After making my recent post, "Arrival: Gizmos and Love," I thought a lot about reworking it. I decided against it: part of the reason for blogging is spontaneity, to write and post at a series of different moments, not to wait and publish posthumously a fully-formed life.

After the link got posted on a bunch of popular sites, I wondered again if I shouldn't edit the post. A wider-than-usual group of strangers was reading it, and would be less inclined to forgiveness than my habitual readers. I decided that this moment of exposure was not the time to update the post: I would have to be consistent toward these new readers, not to regret my words under the spotlight. Instead, I would simply have to engage the conversation, which is, after all, what I am always hoping to spark.

The post is somewhat mysogynistic, as a way of making a point. The two figures in the picture represent people in our society (real people who I've seen) who could be faulted for playing traditional gender roles, and they might be living emptier lives than they have their opportunity might allow—that's my own reading: tou can make another—and mine is pushing the facts pretty far, but it's a reading I want to make and one that I think the picture supports. Because the picture is, to me, partly about gender identity (I double-check: the man is slightly liberated, wearing a necklace; but the woman wears her uniform to a T—or to a tank-top; and the boy's toy is the center of the picture—paging Doctor Freud), I imputed some gender-essentialist characteristics to the characters.
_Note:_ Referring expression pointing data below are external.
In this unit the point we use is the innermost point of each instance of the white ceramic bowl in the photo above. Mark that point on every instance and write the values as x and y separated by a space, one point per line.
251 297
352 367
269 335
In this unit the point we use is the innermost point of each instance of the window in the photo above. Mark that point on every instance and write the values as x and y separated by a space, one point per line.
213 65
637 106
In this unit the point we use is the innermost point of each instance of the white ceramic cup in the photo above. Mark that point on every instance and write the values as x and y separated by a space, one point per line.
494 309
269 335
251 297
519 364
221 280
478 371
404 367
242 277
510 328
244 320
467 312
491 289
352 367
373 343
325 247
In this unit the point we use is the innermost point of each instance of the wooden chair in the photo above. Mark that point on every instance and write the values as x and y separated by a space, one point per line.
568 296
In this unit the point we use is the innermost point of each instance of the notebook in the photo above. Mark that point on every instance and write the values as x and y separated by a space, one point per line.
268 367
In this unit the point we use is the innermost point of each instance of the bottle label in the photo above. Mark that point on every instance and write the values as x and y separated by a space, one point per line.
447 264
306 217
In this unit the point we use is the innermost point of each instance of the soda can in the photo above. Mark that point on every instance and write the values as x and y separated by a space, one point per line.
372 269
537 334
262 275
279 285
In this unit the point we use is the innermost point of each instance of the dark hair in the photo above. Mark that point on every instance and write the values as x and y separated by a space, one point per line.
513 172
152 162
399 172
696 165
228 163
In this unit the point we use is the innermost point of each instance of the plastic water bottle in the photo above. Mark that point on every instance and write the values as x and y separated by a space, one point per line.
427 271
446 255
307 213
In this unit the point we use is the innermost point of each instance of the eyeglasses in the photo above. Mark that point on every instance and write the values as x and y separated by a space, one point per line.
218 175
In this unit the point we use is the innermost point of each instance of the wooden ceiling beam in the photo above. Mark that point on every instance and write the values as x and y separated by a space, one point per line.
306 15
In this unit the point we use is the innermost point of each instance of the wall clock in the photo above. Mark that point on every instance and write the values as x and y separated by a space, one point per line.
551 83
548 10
I worried about this: people would take it seriously, would understand that I think women want X and men want Y, unchangeably. I wanted to rewrite this, find a cleverer way of saying it, of getting at the gender dynamics (essential and performed); but it was too late, and I wasn't sharp enough anyway. Aside from the (minor) issue of what people think I believe, I was concerned about adding something to the historical record (as much as obscure blogs can be considered a historical record) that might lead someone to the wrong conclusions: that is, to bolster someone else's misogyny. But as it stands, with all the commentary, I feel that my own views have been clarified and lots of other people got their say, so the post doesn't stand as a monument to chauvinism—I hope not, anyway.
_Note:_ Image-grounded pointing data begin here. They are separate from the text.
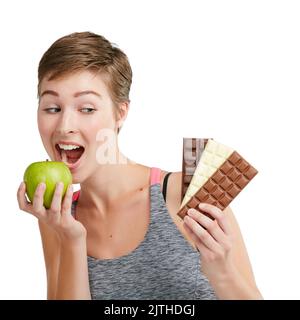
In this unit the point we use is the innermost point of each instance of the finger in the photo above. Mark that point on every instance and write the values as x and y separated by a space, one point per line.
218 214
199 245
38 200
67 202
57 197
202 234
209 224
22 201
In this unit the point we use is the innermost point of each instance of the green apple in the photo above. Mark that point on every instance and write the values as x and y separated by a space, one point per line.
49 172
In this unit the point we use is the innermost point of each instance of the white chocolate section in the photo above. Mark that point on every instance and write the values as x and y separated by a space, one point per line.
213 156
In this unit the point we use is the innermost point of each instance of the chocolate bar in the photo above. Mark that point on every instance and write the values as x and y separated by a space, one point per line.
191 154
213 156
224 185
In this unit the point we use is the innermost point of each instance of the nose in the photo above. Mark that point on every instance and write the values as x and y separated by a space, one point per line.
66 123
In the end I updated the post slightly, for personal reasons. I reordered the last couple of sentences, because I felt that in the first version they implied something incorrect about my personal life: that I've had lots of relationships involving girls cooking, ball games on TV, and gossip. In fact, all the girls I've dated have been much too sharp to indulge in gossip, I don't follow sports, and more often than not, I've done the cooking.
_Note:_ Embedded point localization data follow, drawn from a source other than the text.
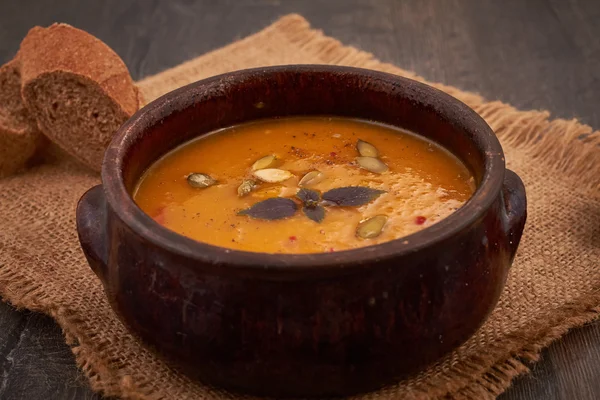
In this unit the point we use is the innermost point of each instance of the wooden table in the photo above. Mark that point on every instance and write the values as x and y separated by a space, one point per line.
542 54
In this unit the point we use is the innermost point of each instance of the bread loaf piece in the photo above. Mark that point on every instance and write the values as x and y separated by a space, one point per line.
78 89
19 136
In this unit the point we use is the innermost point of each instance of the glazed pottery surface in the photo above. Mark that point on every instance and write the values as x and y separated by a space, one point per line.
307 324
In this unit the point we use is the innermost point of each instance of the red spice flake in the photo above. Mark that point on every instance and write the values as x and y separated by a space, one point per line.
160 216
420 220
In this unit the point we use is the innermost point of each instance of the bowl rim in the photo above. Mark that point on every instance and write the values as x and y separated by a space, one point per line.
123 205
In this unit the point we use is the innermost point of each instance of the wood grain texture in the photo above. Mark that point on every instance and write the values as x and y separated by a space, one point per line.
542 54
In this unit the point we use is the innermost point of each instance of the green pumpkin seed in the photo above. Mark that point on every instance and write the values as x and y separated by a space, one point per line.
201 181
265 162
366 149
312 178
371 227
246 187
372 164
272 175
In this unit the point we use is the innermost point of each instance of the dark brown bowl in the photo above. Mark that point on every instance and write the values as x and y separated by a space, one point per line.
307 324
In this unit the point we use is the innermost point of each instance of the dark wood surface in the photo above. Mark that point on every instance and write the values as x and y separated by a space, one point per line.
542 54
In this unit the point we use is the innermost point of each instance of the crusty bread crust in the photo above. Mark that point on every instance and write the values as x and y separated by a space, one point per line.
64 56
19 136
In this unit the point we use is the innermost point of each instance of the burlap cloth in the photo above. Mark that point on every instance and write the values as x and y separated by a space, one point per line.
554 284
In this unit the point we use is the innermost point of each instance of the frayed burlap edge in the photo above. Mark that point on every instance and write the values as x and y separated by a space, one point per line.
561 145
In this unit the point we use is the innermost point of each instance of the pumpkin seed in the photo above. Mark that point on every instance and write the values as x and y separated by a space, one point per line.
197 180
265 162
366 149
372 164
371 227
246 187
312 178
272 175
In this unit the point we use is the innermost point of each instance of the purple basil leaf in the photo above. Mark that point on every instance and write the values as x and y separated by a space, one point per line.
308 196
271 209
351 195
316 213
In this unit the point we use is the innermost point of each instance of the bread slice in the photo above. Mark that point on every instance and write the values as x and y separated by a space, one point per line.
19 136
78 89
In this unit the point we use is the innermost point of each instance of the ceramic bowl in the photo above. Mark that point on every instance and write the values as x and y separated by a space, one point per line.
306 324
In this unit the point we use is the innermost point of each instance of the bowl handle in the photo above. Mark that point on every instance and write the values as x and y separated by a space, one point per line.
515 203
91 228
Of all the reactions, I was most pleased by Jason Kottke's, because he cut right to the heart of what I was trying to say, and overlooked the overstated sexism; he quoted the line, "a boy with a toy, and a girl with patience." That's the only thing I wanted to say, really.

I intend to write carefully, considering the consequences of my statements, but I also hope to write quickly, without taking forever to hone my message. That's the challenge; I'm posting today just to reaffirm those two imperatives.